Crotone: L’estremo sacrificio di Giovanni Palatucci ricordato all’Istituto Barlacchi

La figura di Giovanni Palatucci, Capo della Questura di Fiume, che aiutò migliaia di ebrei a sfuggire alle Ss. e morto nel campo di concentramento di Dachau, è stata ricordata questa mattina, presso l’I.P.S.I.A. “Barlacchi”.
La manifestazione commemorativa, organizzata dalla Delegazione crotonese dell’Associazione Nazionale “Giovanni Palatucci” in collaborazione con la Prefettura di Crotone, era inserita nelle celebrazioni del ” “Giorno della Memoria” allo scopo di dare adeguato e significativo rilievo alla ricorrenza e di contribuire a conservare, soprattutto nelle giovani generazioni, la memoria storica della tragedia dell’olocausto.
All’evento, introdotto dal Cav. Vincenzo Costa, Vice Presidente Nazionale dell’Ass. G. Palatucci Onlus – Roma, hanno preso parte il Prefetto di Crotone, Fernando Guida, il Questore di crotone Massimo Gambino, Emilio Verrengia ( Pres. A.N.P.S. CZ ) ,il delegato A.N.P.S di Cosenza Angelo Cosentino, e il dirigente scolastico reggente Antonella Romeo e il suo vice Amelia Pugliese.
Iniziativa tesa a ricordare ai giovani il valore di persone come Giovanni Palatucci nel corso dello scempio compiuto con la deportazione nei campi di concentramento, lo sterminio e le persecuzioni del Popolo Ebraico e dei deportati militari e politici italiani nei campi nazisti.
Diversi i momenti di riflessione.
Per il Prefetto Fernando Guida gli studenti sono i maggiori protagonisti della “Giornata della Memoria” chiamati ad approfondire la loro conoscenza sul tema della Shoah e delle leggi razziali attraverso la narrazione di quegli eventi e delle gesta di coloro che, a rischio della propria vita, si sono opposti al progetto di sterminio ed hanno salvato altre vite.
Palatucci si inserisce a pieno titolo in questa giornata dedicata alla memoria. Non una ricorrenza ha ricordato il prefetto ma “un invito costante all’impegno concreto e alla vigilanza , affinché il male non abbia a ripetersi”.
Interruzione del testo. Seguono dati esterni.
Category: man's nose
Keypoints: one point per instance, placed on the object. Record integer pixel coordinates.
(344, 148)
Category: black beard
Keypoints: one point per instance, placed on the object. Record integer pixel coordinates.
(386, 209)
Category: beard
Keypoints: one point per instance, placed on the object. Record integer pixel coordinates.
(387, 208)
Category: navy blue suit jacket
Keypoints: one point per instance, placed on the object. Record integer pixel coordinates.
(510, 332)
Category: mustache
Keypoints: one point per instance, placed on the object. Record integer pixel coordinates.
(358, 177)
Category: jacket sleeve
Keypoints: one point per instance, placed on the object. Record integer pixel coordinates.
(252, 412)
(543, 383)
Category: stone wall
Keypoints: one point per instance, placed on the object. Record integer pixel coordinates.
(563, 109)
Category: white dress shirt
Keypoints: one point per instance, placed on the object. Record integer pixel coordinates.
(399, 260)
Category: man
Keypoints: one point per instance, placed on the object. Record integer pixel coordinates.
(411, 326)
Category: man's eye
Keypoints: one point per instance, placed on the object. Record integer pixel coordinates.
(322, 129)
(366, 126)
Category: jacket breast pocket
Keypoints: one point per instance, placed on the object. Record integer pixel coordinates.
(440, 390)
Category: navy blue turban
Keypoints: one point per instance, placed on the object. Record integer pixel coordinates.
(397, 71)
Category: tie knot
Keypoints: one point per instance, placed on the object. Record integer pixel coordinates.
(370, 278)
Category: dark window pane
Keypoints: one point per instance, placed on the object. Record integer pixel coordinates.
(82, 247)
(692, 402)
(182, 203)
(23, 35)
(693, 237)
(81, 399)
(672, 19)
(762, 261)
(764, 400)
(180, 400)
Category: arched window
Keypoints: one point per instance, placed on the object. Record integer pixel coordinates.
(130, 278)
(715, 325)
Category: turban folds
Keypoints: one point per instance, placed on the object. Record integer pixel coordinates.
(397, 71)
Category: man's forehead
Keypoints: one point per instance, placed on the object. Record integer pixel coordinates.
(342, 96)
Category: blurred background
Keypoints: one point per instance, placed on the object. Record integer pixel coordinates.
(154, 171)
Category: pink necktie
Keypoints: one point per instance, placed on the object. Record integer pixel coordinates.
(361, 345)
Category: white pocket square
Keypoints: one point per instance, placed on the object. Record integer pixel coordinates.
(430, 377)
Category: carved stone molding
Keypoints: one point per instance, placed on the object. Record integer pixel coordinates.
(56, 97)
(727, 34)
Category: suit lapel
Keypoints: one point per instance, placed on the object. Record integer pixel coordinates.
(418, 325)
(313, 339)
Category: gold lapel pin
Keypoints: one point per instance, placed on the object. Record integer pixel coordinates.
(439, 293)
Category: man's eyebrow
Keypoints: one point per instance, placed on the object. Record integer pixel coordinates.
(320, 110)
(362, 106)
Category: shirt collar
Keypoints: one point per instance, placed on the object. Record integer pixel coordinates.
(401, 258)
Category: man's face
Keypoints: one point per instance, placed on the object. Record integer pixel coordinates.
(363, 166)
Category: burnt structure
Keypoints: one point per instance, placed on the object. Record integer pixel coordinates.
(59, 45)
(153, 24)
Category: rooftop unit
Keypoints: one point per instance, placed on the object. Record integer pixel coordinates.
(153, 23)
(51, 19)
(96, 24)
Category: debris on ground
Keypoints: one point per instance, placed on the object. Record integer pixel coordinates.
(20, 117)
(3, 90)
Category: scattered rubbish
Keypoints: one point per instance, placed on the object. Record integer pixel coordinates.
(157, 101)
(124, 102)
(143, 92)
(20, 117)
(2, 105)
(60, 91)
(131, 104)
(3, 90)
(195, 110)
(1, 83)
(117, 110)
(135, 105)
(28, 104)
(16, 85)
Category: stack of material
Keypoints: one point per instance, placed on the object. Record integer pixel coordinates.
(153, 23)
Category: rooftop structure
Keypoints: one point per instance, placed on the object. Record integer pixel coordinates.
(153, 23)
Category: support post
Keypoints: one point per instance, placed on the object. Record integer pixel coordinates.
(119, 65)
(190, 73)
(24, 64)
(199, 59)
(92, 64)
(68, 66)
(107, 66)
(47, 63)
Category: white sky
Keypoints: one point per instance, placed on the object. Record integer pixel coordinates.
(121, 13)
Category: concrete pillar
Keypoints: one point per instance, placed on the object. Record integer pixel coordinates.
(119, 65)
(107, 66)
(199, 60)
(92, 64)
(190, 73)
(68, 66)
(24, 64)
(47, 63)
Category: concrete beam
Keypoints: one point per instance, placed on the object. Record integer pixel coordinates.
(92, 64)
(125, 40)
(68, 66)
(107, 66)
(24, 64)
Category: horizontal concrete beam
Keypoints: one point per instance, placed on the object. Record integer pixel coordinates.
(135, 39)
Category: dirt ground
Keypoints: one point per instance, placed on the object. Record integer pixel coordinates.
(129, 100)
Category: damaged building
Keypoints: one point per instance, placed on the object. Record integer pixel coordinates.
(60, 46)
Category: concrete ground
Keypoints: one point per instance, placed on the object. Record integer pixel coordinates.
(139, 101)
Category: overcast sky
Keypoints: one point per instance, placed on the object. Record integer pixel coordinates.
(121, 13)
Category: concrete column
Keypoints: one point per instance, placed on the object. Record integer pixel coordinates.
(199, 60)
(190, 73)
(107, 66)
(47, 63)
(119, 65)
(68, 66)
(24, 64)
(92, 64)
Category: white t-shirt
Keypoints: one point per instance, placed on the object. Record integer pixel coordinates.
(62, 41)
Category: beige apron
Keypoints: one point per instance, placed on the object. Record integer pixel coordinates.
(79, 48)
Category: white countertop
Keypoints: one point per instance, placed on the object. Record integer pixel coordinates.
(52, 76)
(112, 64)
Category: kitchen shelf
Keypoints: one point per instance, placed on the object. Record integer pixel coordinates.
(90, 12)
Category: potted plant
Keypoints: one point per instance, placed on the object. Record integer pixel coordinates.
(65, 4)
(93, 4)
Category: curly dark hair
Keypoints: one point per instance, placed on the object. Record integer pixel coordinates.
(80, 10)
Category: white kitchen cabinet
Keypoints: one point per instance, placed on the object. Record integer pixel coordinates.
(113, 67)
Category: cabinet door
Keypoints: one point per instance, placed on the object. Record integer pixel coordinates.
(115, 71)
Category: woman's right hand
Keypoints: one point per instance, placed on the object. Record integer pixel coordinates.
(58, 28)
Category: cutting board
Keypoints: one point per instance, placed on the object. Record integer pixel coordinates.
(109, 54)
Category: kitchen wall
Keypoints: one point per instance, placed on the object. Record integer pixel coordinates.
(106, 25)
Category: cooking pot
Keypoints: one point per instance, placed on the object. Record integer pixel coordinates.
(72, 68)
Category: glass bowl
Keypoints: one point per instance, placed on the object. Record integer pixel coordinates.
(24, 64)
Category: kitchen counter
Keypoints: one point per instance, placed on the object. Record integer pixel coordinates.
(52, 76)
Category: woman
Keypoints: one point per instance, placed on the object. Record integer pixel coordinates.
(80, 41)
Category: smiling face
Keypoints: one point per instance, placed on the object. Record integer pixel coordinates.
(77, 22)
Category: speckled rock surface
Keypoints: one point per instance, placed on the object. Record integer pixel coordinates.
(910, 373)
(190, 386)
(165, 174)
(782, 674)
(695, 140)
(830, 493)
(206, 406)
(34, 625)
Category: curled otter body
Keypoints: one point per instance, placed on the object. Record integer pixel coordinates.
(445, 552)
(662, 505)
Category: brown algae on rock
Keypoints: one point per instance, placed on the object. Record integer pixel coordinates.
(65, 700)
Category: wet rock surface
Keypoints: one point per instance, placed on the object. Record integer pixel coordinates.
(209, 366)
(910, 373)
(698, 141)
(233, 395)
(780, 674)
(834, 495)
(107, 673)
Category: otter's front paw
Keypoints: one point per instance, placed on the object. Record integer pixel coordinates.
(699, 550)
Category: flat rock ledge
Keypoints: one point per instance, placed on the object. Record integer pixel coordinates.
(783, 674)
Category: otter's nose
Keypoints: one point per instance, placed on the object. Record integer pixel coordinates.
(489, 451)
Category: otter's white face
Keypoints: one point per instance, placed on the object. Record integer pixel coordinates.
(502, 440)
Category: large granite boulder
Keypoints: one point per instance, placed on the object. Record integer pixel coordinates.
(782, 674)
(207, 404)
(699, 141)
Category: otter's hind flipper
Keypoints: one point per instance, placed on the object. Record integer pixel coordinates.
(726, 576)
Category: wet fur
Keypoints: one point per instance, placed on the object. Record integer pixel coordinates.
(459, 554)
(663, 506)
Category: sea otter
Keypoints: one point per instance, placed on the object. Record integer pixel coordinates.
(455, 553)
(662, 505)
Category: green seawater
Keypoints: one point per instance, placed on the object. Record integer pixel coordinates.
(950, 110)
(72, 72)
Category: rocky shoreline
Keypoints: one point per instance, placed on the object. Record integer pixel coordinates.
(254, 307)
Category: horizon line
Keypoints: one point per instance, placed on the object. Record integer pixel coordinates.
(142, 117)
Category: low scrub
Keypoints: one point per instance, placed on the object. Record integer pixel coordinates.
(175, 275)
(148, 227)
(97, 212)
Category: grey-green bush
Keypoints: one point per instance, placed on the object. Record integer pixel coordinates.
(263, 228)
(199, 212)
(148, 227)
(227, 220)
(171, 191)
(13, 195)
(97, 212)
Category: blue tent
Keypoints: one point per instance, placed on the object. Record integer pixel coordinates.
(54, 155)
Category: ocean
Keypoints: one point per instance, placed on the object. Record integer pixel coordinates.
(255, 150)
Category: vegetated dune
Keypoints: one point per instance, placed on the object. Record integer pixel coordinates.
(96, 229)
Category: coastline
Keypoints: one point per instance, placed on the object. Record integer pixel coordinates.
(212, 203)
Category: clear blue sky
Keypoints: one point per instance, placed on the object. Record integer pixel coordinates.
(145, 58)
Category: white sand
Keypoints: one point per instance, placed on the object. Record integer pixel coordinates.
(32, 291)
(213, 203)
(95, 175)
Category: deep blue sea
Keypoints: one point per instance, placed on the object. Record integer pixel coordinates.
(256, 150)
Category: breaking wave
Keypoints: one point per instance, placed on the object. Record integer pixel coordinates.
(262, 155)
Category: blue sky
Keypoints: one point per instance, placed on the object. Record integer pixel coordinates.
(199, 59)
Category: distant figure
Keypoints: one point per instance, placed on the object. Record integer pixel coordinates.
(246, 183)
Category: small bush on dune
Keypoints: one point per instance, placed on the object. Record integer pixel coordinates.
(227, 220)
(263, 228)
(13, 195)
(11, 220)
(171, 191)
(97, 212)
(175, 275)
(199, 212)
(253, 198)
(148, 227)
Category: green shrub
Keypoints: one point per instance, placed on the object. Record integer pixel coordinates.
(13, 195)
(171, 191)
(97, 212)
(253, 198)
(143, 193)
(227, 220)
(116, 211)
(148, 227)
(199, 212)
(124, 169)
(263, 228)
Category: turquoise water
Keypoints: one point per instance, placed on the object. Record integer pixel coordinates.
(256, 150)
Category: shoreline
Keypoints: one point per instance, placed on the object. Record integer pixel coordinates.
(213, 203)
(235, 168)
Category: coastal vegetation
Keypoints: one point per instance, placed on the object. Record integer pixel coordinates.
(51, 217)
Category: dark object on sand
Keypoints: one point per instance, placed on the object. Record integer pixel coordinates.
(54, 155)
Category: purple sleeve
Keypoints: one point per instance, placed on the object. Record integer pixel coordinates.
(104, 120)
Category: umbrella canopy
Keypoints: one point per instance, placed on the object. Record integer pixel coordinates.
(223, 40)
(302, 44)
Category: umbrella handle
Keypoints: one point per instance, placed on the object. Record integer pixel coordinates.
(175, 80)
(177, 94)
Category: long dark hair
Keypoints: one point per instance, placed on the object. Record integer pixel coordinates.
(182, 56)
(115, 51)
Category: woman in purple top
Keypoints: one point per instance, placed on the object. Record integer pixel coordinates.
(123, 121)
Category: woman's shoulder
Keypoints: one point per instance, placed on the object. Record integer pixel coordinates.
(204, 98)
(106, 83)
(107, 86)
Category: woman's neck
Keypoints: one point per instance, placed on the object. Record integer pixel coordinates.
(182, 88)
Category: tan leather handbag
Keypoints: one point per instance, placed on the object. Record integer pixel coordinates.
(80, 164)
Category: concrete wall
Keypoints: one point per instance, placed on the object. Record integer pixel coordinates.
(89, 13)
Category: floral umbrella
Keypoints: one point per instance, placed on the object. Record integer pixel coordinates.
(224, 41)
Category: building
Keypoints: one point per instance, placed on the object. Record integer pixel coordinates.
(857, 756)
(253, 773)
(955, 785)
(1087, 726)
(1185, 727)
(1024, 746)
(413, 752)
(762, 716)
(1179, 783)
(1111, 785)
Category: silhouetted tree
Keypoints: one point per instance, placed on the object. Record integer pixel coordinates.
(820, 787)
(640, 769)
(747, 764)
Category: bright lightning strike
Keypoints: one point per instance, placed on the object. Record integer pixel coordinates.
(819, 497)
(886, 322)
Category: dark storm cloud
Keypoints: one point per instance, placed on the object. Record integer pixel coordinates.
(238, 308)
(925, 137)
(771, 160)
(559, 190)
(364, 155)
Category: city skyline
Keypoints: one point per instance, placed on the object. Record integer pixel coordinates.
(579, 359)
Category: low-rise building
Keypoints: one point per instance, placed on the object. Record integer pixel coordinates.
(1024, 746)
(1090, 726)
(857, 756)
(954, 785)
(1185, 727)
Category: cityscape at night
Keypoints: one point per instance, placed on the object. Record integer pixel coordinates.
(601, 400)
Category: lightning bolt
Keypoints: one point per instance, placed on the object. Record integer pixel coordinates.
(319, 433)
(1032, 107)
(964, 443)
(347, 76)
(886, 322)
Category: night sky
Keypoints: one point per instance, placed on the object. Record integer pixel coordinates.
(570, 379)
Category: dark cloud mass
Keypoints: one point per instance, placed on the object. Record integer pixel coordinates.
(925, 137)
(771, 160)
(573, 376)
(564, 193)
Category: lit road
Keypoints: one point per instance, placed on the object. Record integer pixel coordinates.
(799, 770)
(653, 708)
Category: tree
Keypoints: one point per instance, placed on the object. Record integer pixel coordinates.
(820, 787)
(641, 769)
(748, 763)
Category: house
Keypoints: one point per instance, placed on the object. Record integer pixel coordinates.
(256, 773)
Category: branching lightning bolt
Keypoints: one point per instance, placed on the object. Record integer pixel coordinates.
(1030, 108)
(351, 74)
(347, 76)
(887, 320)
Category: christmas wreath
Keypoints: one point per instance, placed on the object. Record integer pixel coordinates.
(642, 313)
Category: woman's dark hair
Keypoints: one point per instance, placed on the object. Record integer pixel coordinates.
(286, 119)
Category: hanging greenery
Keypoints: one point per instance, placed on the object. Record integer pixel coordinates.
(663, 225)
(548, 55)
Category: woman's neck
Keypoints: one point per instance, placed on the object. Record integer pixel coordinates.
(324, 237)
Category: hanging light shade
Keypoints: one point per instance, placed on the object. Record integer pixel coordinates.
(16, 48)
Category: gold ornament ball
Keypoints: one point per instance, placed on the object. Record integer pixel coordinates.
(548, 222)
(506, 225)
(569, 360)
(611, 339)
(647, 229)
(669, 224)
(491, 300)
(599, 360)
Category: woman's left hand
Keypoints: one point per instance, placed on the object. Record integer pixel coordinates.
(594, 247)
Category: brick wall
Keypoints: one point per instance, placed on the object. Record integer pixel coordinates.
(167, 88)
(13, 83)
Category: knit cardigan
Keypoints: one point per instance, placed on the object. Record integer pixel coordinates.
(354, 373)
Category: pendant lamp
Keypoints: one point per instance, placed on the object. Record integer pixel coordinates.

Nel corso dell’evento si è svolta la cerimonia di consegna della ”Medaglia al valor Civile”, ai familiari del soldato Antonio Drago, deportato durante la 2ª Guerra Mondiale e la consegna del 6° premio letterario “Giovanni Palatucci” assegnato alla 5 H.
Alla cerimonia hanno preso parte autorità civili e militari.